Sunday, June 23, 2013

Things I wanted to learn outside of school

Bullet holes in my windshield

  My parents were poor, we didn't own a farm, just a house and ten acres with woods.  I knew my parents couldn't afford college and frankly, the idea of four more years in a learning institution just didn't hold any appeal for me.  Too boring.


I was much more interested in cars than I was in sports or books in those days.   But in Indiana, sports, college and farming were everything, especially in high school, so that pretty much left me out of the ‘cool’ loop. I had great grades until I reached high school and decided I'd rather be doing something more in life. The something more didn't include hitting the books. 

Besides, I thought the guys who liked cars were much cooler anyway than the sports jocks or pencil heads, which is what we called the academic kids.  

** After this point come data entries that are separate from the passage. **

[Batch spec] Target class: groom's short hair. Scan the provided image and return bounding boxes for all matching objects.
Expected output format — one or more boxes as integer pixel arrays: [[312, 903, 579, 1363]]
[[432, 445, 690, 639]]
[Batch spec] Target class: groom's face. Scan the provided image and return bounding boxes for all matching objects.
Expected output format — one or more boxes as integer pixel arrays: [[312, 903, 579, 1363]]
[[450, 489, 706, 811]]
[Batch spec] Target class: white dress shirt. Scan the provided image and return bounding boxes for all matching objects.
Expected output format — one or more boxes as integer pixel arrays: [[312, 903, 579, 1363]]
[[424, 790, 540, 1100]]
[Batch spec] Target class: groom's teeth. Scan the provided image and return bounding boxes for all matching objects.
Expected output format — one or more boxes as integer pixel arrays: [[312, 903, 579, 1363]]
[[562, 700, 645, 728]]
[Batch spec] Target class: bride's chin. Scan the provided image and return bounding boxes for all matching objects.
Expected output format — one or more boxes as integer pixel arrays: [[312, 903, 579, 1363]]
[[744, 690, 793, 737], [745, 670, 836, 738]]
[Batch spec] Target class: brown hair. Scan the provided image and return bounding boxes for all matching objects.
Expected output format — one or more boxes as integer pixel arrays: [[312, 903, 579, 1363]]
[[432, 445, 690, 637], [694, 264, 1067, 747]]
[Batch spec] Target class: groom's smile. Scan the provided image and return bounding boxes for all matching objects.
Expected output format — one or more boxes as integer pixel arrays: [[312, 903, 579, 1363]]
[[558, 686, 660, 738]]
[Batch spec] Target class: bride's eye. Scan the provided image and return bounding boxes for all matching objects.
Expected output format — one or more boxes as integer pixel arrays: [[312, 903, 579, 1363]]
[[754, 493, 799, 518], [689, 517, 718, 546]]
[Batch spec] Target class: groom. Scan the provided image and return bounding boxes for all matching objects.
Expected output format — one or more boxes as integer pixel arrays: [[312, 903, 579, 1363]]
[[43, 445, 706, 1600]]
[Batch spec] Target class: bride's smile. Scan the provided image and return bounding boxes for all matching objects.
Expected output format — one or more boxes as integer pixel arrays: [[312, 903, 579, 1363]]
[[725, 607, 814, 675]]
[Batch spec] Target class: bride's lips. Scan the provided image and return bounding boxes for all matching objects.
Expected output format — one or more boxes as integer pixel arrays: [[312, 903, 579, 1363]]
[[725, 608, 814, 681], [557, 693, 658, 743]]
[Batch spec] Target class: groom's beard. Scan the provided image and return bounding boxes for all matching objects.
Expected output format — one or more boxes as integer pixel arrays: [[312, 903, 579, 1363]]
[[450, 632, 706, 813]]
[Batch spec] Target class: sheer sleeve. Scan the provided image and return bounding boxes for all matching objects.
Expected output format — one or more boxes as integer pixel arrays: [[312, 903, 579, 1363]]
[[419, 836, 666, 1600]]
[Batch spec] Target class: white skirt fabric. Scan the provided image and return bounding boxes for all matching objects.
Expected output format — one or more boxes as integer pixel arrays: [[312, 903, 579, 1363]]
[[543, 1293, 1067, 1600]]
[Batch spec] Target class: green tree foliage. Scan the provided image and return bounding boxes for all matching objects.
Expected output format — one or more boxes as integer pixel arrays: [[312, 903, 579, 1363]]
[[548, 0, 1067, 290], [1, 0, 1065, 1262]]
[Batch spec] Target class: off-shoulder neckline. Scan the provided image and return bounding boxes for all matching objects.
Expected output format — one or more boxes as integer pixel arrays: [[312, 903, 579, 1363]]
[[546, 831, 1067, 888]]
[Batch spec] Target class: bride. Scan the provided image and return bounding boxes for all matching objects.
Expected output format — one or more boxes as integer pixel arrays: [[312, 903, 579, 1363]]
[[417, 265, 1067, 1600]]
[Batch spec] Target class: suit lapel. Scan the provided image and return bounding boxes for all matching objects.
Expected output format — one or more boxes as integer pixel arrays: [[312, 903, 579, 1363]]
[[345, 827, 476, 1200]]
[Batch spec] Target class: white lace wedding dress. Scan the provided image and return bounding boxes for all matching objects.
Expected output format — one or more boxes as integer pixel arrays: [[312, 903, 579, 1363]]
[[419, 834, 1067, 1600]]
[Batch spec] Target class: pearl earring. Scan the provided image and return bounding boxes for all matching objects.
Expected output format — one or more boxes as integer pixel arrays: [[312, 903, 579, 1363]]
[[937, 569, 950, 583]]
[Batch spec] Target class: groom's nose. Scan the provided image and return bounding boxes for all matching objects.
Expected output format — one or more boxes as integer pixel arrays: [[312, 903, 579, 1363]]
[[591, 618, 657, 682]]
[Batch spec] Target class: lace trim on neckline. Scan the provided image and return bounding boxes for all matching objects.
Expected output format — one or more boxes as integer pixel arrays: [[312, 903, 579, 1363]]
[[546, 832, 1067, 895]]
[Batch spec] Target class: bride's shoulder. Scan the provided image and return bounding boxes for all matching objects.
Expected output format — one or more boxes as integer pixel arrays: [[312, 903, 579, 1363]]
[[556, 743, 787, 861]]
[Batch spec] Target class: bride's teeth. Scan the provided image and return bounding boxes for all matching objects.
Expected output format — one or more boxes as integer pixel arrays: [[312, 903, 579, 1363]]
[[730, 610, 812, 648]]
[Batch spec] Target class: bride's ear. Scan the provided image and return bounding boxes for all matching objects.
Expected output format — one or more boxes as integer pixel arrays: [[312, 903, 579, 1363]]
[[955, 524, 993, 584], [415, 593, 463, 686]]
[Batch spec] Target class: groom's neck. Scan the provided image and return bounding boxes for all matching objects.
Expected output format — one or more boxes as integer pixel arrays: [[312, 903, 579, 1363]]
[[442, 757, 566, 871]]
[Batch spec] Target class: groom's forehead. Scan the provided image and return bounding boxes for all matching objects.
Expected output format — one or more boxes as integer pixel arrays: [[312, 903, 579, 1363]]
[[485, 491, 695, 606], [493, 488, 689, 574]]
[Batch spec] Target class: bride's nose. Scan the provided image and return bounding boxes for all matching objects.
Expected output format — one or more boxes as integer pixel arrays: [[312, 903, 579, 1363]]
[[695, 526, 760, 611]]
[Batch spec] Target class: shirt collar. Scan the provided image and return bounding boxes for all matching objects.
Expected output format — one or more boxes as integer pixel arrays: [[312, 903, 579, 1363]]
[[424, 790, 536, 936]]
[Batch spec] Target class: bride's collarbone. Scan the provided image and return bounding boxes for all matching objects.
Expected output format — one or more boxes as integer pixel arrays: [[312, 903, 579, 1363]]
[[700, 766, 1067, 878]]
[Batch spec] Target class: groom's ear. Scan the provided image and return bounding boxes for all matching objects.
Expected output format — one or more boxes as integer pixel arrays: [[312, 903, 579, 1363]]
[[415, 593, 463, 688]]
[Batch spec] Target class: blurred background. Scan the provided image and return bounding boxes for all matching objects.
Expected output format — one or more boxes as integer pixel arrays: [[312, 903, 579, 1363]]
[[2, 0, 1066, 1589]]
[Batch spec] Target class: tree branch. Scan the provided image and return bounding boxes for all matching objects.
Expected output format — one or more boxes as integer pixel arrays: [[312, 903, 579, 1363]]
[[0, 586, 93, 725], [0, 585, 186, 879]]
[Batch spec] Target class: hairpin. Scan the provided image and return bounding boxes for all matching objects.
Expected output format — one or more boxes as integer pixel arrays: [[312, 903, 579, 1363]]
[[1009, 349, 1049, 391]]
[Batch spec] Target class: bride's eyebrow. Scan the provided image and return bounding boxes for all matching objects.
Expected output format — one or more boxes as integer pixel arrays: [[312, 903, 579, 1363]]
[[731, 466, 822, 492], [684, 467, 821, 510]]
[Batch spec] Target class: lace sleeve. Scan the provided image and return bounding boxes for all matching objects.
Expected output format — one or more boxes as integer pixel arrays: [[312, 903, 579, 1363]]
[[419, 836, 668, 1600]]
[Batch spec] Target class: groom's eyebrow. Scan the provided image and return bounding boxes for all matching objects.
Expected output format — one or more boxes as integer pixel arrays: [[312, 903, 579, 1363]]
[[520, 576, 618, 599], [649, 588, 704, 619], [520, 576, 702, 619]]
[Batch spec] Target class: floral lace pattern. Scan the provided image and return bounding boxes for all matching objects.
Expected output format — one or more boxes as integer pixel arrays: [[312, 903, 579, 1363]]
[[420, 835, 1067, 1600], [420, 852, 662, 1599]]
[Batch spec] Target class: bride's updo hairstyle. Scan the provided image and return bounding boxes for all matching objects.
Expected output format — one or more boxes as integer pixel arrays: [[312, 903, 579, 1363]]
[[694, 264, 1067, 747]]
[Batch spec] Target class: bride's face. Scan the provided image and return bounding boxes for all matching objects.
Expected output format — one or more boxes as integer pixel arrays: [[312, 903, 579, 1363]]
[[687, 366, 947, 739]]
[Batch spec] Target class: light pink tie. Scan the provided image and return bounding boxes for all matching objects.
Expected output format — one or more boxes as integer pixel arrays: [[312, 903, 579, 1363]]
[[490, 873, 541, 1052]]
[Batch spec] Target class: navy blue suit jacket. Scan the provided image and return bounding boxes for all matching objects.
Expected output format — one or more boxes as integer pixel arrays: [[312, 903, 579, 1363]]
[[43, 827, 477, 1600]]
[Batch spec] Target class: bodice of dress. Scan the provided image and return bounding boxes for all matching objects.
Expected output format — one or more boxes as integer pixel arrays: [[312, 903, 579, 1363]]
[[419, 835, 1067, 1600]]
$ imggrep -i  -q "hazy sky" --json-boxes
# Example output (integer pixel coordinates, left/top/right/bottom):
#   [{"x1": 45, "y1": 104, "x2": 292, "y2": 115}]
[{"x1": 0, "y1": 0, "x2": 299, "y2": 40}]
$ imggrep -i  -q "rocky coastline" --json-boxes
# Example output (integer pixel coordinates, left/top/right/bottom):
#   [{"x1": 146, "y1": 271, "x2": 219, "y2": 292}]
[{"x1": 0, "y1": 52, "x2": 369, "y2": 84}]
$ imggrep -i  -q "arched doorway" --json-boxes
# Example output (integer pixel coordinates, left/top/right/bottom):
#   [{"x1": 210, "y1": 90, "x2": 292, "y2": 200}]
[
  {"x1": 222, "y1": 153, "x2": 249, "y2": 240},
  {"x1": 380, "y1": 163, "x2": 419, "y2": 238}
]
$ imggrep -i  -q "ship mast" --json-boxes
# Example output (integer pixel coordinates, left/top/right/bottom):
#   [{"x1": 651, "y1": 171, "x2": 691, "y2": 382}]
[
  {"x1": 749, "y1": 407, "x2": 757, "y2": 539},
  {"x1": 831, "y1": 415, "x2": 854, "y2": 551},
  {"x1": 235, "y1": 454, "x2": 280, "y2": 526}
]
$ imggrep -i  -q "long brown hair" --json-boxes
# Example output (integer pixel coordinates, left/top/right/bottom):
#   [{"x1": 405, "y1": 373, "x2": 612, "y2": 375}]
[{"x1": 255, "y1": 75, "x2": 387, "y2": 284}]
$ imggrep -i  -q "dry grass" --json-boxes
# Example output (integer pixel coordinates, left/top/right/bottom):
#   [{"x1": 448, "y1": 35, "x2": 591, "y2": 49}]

I could relate to cars.  Cars were something tangible, steel and chrome you could touch and work on.  I was able to see and feel the satisfaction of a job well done when I worked on a car that didn't run.  Maybe there were no trophies involved, or a sweater with a letter on it, but there was a feeling of deep accomplishment from fixing and customizing a beautiful car.   In the 1960's, cars were everything too.  Everybody wanted to be seen in a hot car, even farm boys, jocks, scholars and yes, girls too. Especially girls. 

The part time job I had recently landed as a bag boy at the local Kroger’s grocery store gave me a small taste of the adult world. In summer, weekends and holidays off, while those other kids were hanging out at drive-ins trying to pick up girls, I was helping little old ladies with groceries to their cars to earn spending money.   But even that bit of responsibility was not enough for a boy in a hurry to grow up, the small responsibility of that job only made me hungry to experience more of what the world had to offer. 


The bar scene in Vietnam, a big part of our lives while there


 I felt like most of the crap they were teaching in school was junk I’d likely never be using in real life anyway.  I fancied myself as thinking much older than my high school peers.  Maybe I was not older in years, but in my mindset.  Just about everything they thought was important, I only saw as insignificant.  I already knew that what was important in high school, would matter very little in the real world. 

When young, I had no idea this would become so important to me.